Hi all we re evaluating pants as part of a move from a polyr Pants #general

Hi all - we're evaluating pants as part of a move ...

proud-policeman-38871

09/13/2024, 9:30 AM

Hi all - we're evaluating pants as part of a move from a polyrepo solution to a monorepo for a number of Python services. We currently use GitHub actions with Megalinter, then build docker images with cloudbuild. I don't think we're ready to make the jump to

pex

yet, especially for services where we have multiple scripts in the same project and just want a docker image similar to what we already have for each project.

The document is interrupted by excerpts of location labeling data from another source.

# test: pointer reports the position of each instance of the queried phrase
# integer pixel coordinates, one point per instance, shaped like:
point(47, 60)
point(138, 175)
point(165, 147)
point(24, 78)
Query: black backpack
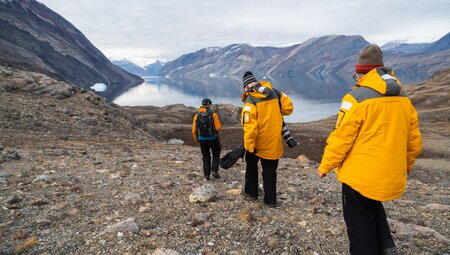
point(205, 123)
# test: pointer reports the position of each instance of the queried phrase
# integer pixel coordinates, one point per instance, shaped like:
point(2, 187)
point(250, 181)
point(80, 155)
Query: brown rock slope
point(79, 175)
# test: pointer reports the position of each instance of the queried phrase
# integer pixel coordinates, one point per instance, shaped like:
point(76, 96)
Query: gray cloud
point(169, 28)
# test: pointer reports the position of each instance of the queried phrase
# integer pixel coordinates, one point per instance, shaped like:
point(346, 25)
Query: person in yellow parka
point(262, 120)
point(205, 130)
point(373, 147)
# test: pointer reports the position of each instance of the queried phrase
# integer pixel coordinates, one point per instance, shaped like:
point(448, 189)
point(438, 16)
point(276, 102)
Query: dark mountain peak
point(35, 37)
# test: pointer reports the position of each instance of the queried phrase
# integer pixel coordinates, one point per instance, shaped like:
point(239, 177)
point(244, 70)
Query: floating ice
point(99, 87)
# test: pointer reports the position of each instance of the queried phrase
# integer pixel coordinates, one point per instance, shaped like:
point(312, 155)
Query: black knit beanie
point(248, 78)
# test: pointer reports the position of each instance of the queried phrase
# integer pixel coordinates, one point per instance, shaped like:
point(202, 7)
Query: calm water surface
point(313, 100)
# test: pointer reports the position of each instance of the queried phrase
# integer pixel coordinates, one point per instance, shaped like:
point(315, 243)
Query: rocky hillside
point(34, 37)
point(33, 103)
point(79, 175)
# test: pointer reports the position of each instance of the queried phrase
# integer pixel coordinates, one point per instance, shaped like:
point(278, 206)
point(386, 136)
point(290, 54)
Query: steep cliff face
point(34, 37)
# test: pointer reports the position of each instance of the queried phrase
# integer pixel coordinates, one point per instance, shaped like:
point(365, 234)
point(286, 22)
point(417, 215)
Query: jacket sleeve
point(217, 124)
point(342, 138)
point(414, 141)
point(249, 121)
point(286, 104)
point(194, 128)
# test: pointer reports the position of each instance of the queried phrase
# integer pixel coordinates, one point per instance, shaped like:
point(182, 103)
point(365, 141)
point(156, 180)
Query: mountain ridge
point(34, 36)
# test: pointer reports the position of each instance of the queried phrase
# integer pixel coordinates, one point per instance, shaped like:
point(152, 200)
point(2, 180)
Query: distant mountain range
point(36, 38)
point(317, 58)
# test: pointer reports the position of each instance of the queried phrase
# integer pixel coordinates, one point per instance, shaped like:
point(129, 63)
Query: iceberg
point(99, 87)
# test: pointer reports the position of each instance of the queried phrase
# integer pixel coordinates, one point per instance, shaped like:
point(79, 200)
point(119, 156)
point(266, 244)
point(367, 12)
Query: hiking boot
point(216, 175)
point(390, 251)
point(247, 197)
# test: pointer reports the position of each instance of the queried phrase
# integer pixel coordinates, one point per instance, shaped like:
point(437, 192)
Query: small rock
point(43, 222)
point(5, 175)
point(133, 197)
point(316, 201)
point(163, 251)
point(12, 155)
point(21, 234)
point(97, 162)
point(234, 192)
point(203, 194)
point(69, 178)
point(202, 216)
point(245, 216)
point(13, 199)
point(303, 159)
point(302, 224)
point(128, 225)
point(39, 202)
point(437, 207)
point(89, 120)
point(272, 242)
point(175, 141)
point(7, 249)
point(43, 178)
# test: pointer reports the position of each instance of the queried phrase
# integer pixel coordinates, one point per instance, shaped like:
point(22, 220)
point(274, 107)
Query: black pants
point(367, 226)
point(269, 177)
point(206, 146)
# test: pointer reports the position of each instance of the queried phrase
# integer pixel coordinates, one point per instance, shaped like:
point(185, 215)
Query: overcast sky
point(166, 29)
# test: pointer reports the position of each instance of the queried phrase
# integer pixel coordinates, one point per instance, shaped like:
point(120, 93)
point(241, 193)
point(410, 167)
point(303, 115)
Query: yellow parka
point(262, 120)
point(376, 139)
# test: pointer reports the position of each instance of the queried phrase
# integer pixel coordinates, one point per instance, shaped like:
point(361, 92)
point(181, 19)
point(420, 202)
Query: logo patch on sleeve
point(346, 105)
point(246, 117)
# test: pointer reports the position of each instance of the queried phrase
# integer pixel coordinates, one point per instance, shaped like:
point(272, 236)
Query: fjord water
point(313, 99)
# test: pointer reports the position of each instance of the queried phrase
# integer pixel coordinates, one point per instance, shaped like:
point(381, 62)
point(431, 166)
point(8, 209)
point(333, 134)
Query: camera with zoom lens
point(288, 137)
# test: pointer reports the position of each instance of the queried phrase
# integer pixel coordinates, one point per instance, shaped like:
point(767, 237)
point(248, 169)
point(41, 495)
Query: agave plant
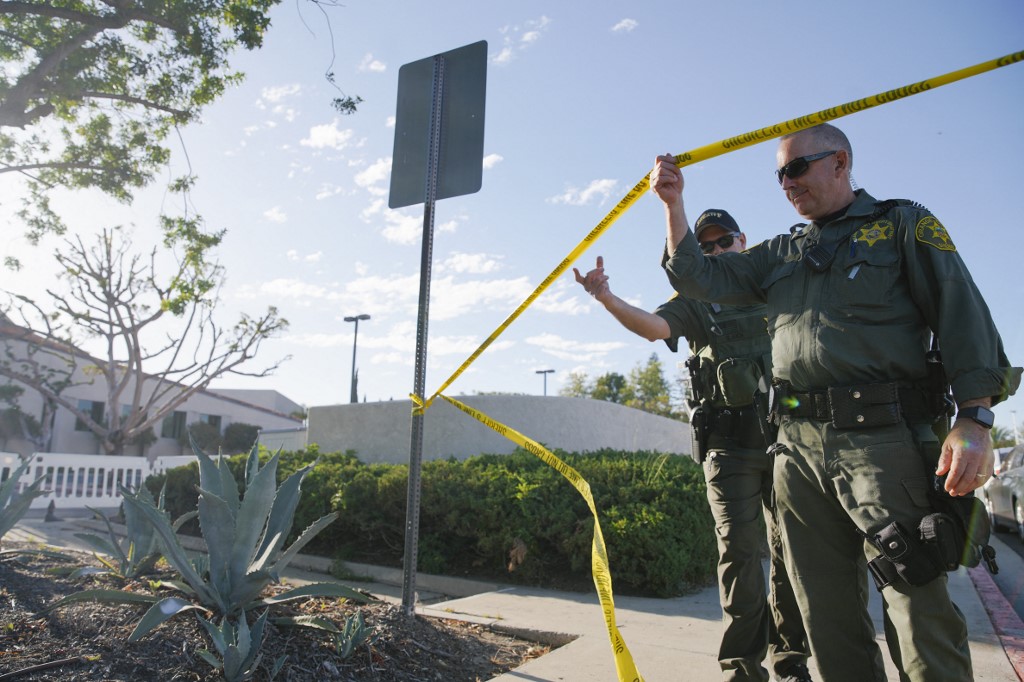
point(245, 535)
point(139, 551)
point(12, 507)
point(237, 647)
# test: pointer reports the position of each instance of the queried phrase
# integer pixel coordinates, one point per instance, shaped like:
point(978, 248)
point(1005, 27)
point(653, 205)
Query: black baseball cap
point(713, 217)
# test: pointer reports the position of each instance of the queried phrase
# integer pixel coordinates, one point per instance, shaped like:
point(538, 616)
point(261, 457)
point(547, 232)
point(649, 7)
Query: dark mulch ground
point(88, 641)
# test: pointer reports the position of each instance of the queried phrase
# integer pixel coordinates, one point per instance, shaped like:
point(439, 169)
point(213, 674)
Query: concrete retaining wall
point(380, 431)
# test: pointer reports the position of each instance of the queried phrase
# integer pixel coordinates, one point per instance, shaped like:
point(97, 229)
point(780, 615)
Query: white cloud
point(296, 289)
point(275, 215)
point(597, 189)
point(328, 135)
point(517, 38)
point(401, 228)
point(327, 190)
point(321, 340)
point(370, 64)
point(504, 56)
point(572, 350)
point(278, 93)
point(452, 299)
point(472, 263)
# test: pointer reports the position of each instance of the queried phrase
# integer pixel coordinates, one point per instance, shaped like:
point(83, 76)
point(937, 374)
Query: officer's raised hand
point(967, 458)
point(595, 282)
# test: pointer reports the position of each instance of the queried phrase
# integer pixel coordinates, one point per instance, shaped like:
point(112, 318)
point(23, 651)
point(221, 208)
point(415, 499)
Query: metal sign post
point(438, 153)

Are there any docs about migrating our existing dockerfiles to work with pants, specifically around copying paths and setting up dependencies?

proud-policeman-38871

09/13/2024, 9:30 AM

An example Dockerfile for a current project would be

Copy code

FROM python:3.12-slim

ENV PYTHONUNBUFFERED=1
ENV PYTHONPATH=/app:/app/libraries

# Install Postgres dependencies
RUN apt-get update && apt-get install -y --no-install-recommends libpq5 && rm -rf /var/lib/apt/lists/*

# Install pip requirements
WORKDIR /app
COPY requirements.txt .
RUN python -m pip install --no-cache-dir -r requirements.txt && rm requirements.txt

# Install and compile app components
COPY bin/* /app/bin/
COPY libraries/ /app/libraries/
COPY templates/ /app/templates/
COPY usage_instructions.py /app/

RUN adduser -u 10000 --disabled-password --gecos "" appuser && chown -R appuser /app
USER appuser

CMD ["python3", "usage_instructions.py"]

elegant-florist-94385

09/13/2024, 9:47 AM

Honestly, I would consider making the jump to

pex

. It doesn't look like you have a lot going on in your dockerfile that would give you too much trouble. 1. Put everything that's not "copy files" or "pip install" into a Dockerfile as a base image. 2. Write lots of `pex_binary`/`docker_image` pairs like:

Copy code

pex_binary(name="module_pex"), entry_point="usage_instructions.py")
docker_image(name="module_image", instructions=[
    "ARG BASE_IMAGE=/path/to/base:image",
    "FROM $BASE_IMAGE",
    "COPY src.module.module_pex /app/app.pex", # I probably got the generated name of the pex wrong here, but you get the idea
]

3. Wrap this up in a macro so your build files can just look like

python_docker_image(name=<abc>, entry_point=/path/to/usage_instructions.py"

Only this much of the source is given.